Ayah Tommy waktu itu sedang membaca surat kabar saat anaknya menghampirinya.
“Pa, aku ingin bicara.”
“Bicara saja.”
“Pa, ini penting sekali.”
Surat kabarnya perlahan turun 8 cm.
“Ada apa?”
“Pa, aku cinta Papa. Aku hanya ingin Papa tahu itu.”
Tommy tersenyum padaku saat mengenang saat itu.
Surat kabar ayahnya jatuh ke lantai.
“Lalu ayah saya melakukan dua hal yang seingat saya belum pernah dilakukannya.
Ia menangis dan memeluk saya. Kami mengobrol semalaman, meskipun ia harus bekerja besok paginya.”
“Dengan Ibu dan adik saya lebih mudah,” sambung Tommy. “Mereka menangis bersama saya dan kami berpelukan. Kami berbagi hal yang kami rahasiakan bertahun-tahun. Saya hanya menyesalkan mengapa harus menunggu sekian lama. Saya berada dalam baying-bayang kematian, dan saya baru mulai terbuka pada semua orang yang sebenarnya dekat dengan saya. Lalu suatu hari saya berbalik dan Tuhan ada disitu. Dia tidak datang saat saya memohon pada-Nya. Rupanya Dia bertindak menurut kehendak-Nya dan pada waktu-Nya. Yang penting adalah Pastor benar. Dia menemukan saya bahkan setelah saya berhenti mencari-Nya.”

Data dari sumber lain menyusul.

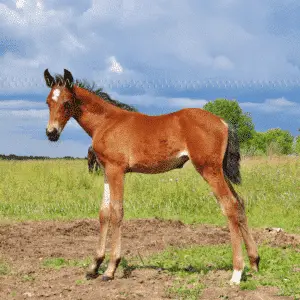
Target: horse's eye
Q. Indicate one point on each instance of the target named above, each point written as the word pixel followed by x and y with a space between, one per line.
pixel 67 105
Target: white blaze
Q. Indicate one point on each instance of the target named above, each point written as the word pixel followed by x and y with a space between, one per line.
pixel 55 94
pixel 52 126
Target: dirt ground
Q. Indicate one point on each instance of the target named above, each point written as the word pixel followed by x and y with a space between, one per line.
pixel 25 245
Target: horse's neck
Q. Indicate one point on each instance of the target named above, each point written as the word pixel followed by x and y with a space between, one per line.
pixel 94 112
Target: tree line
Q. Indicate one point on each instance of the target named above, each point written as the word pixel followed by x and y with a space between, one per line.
pixel 273 141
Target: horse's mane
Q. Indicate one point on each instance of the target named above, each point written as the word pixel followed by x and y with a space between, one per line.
pixel 92 88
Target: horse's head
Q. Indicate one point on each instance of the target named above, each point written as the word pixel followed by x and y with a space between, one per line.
pixel 60 102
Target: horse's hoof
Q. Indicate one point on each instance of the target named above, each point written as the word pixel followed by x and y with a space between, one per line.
pixel 106 278
pixel 90 276
pixel 255 264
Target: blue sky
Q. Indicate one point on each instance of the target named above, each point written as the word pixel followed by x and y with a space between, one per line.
pixel 158 55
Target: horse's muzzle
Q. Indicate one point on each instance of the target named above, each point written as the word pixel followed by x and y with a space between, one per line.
pixel 52 135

“Tommy,” aku tersedak, “Menurut saya, kata-katamu lebih universal daripada yang kamu sadari. Kamu menunjukkan bahwa cara terpasti untuk menemukan Tuhan adalah bukan dengan menjadikan Dia menjadi milik pribadi atau penghiburan instan saat membutuhkan, melainkan dengan membuka diri pada cinta kasih, Tommy,” saya menambahkan, “boleh saya minta tolong? Maukah kamu datang ke kuliah Teologi Iman dan mengatakan kepada para mahasiswa saya apa yang barusan kamu ceritakan?”
Meskipun kami menjadwalkannya, ia tidak berhasil hadir hari itu. Tentu saja, karena ia harus berpulang. Ia melangkah jauh dari iman ke visi. Ia menemukan kehidupan yang jauh lebih indah daripada yang pernah dilihat mata manusia atau yang pernah dibayangkan.
Sebelum ia meninggal, kami mengobrol terakhir kali.
“Saya tak akan mampu hadir di kuliah Bapak,” katanya.
“Saya tahu, Tommy.”
“Maukah Bapak menceritakannya untuk saya? Maukah Bapak menceritakannya pada dunia untuk saya?”
“Ya, Tommy. Saya akan melakukannya.”
Untuk direnungkan : Banyak orang yang merasa Tuhan itu sangat jauh dari mereka, padahal, kita tahu bahwa Tuhan hanyalah sejauh doa. Kita sadari atau tidak, Tuhan selalu didekat kita dan siap mendengarkan kita serta mencurahkan kasih-Nya. Sudahkah kita siap menerima Dia?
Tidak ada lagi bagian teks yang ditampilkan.